Direct payments could be cut in bill

TROY — Removing direct payments from the 2012 Farm Bill leaving farmers to rely more heavily on crop insurance grabbed the attention of farmers and others gathered Saturday at the 21st annual Farm Forum.

The event, held at Troy Christian Elementary School, is hosted by House Speaker John Boehner, R-West Chester.

While talk revolved mainly around the 2012 Farm Bill, many other topics both inside and outside the farming industry were touched on by  Boehner and members of a select panel.

When Congress failed to reach an agreement on a deficit reduction plan, the agriculture industry became one of the big targets geared at trimming $500 billion in spending. Among areas of focus for cuts include direct payments and crop insurance.

The panel included Ohio Farm Bureau Federation Public Policy Vice President Adam Sharp. House Committee on Agriculture Chief Economist Bart Fischer, Ohio Department of Natural Resources Division of Soil and Water Resources Chief Karl Gebhardt and Michael Torrey Associates President and CEO Michael Torrey. The panel agreed that farmers need to brace themselves for the end of farm subsidy payments.

“When you look at the reality of it, the days of the direct cash payments are over,” Sharp said. “There was a big change and a lot of Republicans came into Congress with a challenge to cut the budget.”

All of the panelists feared that farmers will see a disproportionate amount of cuts as elected officials try to cut spending and develop a 2012 farm bill at the same time.

Sharp commented total farm bill spending could be cut more than $23 billion during the next decade. Eliminations in the farm bill would likely include direct payments, ACRE, SURE and CCP as the currently stand.

Sharp said legislators needed to focus on the fact that the budget cannot be balanced on agricultural cuts

“Less than two percent of the federal budget comes from the farm bill,” Sharp said.

While all panelists were in agreement that a farm bill would pass this year, the details and the effects it may have were still in question. The Deficit Reduction Committee began its talks on budget cuts in September.

Gebhardt said efficiency is the key.

“We need to target priorities so we can funnel resources into an effort that’s going to solve problems,” Gebhardt said. “I’ve learned the last three months that it is very hard to steer the political ship. We have to keep trying.
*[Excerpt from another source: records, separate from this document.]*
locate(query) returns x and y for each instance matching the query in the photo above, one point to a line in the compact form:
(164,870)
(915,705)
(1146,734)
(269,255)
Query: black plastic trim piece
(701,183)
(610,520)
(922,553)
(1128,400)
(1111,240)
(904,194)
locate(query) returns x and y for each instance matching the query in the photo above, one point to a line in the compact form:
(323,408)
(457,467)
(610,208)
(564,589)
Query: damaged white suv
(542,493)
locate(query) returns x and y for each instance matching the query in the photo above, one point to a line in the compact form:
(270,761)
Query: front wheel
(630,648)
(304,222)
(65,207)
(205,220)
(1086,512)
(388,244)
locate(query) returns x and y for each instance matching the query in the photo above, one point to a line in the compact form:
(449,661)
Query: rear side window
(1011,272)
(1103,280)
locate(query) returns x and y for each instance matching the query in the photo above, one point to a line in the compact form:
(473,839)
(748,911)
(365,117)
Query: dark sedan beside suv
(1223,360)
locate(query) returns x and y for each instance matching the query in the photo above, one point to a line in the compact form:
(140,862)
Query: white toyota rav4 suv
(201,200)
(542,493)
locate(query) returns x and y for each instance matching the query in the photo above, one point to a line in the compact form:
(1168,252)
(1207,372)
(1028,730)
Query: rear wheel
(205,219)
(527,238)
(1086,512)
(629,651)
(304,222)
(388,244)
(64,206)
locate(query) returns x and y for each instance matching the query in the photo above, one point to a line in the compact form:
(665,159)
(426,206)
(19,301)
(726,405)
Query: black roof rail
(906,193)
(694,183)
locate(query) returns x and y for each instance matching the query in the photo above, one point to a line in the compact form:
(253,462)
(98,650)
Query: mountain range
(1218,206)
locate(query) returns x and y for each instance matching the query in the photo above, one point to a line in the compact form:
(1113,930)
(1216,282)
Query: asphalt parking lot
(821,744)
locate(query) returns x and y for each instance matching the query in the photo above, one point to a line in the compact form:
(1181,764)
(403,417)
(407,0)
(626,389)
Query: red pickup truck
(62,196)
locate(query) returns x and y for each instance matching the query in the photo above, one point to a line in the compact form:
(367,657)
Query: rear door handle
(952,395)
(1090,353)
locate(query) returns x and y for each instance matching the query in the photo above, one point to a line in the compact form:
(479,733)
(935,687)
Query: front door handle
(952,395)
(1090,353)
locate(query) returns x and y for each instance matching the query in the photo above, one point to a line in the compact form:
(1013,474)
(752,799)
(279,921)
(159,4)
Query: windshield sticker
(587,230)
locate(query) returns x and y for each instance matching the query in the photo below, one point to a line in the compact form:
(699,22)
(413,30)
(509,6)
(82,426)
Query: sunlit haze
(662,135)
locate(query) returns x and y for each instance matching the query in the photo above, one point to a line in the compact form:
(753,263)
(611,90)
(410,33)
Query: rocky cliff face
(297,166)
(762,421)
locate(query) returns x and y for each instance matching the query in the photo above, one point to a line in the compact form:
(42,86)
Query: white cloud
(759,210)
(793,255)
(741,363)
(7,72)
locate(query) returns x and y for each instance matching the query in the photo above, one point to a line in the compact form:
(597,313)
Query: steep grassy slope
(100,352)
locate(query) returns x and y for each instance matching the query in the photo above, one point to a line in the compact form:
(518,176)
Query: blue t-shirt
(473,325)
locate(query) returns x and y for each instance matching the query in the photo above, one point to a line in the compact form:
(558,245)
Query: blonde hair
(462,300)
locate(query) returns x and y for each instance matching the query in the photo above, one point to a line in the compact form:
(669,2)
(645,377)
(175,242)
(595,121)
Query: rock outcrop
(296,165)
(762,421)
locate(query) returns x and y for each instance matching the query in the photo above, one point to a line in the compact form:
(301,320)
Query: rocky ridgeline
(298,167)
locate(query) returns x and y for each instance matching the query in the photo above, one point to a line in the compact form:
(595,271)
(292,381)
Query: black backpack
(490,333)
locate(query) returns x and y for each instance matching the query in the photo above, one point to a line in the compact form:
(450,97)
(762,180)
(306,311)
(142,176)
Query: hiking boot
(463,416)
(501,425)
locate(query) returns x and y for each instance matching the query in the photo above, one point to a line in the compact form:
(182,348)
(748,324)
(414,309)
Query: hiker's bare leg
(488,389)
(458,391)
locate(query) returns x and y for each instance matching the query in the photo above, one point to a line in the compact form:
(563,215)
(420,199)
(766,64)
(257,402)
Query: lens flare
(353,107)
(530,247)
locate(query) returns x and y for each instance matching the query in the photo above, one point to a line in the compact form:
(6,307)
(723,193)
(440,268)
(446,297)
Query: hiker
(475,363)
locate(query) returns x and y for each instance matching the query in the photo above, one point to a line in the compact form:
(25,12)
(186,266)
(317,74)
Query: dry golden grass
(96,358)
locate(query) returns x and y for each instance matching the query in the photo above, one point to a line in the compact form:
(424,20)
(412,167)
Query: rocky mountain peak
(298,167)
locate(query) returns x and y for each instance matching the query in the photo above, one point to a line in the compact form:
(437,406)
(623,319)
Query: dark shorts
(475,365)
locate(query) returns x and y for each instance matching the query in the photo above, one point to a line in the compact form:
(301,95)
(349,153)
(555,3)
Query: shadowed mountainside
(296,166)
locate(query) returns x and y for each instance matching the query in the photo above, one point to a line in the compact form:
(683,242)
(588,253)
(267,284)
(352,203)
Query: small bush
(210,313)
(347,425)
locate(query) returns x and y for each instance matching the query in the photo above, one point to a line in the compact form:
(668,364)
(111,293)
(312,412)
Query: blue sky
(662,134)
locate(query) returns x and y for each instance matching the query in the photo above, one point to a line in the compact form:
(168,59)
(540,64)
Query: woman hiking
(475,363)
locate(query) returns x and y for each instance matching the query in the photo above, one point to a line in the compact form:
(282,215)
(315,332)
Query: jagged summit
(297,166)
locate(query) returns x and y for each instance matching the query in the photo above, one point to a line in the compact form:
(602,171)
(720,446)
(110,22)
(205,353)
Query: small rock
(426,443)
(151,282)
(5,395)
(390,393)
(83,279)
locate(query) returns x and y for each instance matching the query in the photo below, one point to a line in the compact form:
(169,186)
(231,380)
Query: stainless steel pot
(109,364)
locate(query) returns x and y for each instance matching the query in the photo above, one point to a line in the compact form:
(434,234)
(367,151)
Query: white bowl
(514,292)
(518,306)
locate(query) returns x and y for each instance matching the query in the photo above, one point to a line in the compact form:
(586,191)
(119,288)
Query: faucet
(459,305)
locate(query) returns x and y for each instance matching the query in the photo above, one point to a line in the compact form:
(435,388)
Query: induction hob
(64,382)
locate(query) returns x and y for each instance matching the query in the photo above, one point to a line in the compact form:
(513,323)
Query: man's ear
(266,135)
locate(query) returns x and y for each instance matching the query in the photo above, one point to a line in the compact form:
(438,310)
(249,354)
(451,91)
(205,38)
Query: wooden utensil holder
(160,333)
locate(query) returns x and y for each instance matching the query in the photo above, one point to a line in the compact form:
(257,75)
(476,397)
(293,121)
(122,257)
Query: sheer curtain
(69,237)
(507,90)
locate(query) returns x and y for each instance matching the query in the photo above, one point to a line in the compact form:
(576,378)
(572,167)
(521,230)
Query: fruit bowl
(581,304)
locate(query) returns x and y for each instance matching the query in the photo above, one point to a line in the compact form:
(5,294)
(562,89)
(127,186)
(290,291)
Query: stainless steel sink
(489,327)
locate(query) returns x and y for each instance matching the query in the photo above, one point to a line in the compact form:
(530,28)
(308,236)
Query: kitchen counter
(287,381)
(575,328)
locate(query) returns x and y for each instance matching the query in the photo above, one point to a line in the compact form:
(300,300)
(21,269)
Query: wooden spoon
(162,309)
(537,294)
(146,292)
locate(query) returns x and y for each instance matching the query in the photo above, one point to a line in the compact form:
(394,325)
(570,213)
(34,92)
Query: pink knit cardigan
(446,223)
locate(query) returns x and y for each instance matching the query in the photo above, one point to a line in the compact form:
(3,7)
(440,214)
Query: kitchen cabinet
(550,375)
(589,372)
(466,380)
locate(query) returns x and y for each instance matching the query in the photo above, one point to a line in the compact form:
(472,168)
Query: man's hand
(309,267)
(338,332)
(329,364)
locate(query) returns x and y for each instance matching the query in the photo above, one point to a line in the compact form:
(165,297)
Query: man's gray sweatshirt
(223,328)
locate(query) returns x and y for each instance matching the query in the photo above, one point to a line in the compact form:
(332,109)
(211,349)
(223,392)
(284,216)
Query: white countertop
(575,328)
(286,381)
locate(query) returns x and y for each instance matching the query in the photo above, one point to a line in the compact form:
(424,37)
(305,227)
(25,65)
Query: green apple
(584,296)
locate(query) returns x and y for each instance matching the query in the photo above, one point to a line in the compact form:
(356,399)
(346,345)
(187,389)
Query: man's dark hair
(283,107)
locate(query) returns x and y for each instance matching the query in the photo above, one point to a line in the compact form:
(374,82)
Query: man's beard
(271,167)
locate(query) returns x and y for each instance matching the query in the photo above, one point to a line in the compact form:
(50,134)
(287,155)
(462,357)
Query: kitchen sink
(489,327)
They listen to numbers.”

All agreed crop insurance will be a farmer’s best guarantee to protecting against a bad year in production in the future.

“Crop insurance is now becoming the focus of the safety net for farmers,” Fischer said.

Torrey said Farm Service Agency members are ready to take on the industry if there is an influx of crop insurance customers.

“Studies suggest the FSA can deliver insurance in a more efficient manner,” Torrey said. “We’ve got 20,000 folks out there that are trained and ready to go.”

Cargill Grain and Oilseed Supply President Mark Stonacek spoke on the agricultural market and the increase on demands for food.

“China and India are emerging,” Stonacek said. “We need to trust the market and trust the farmers. We need to rely on free trade and the market can be better prepared for volatility.”

Boehner closed the meeting by speaking on several topics and answering questions from the audience. He said the government needed to get out of the way and let the market work.

“We represent 2 percent of the world’s population but 25 percent of its production,” Boehner said. “More government means more costs and it makes us less competitive. There are developing countries. Something that happens in developing countries is they want to eat better as they develop. Maintaining our position will be a challenge.”

Boehner said government needs to come up with solutions and stay out of the way and let the system work.

“I would argue that the president’s policies have hurt more than they have helped,” Boehner said. “The election will be a referendum of the president’s policies. The American people vote on their pocket book.

“You have about 47 percent of the people who will vote for him and 47 percent who won’t,” he said. “It will be that other 6 percent that don’t know what they are going to do that will decide the election.”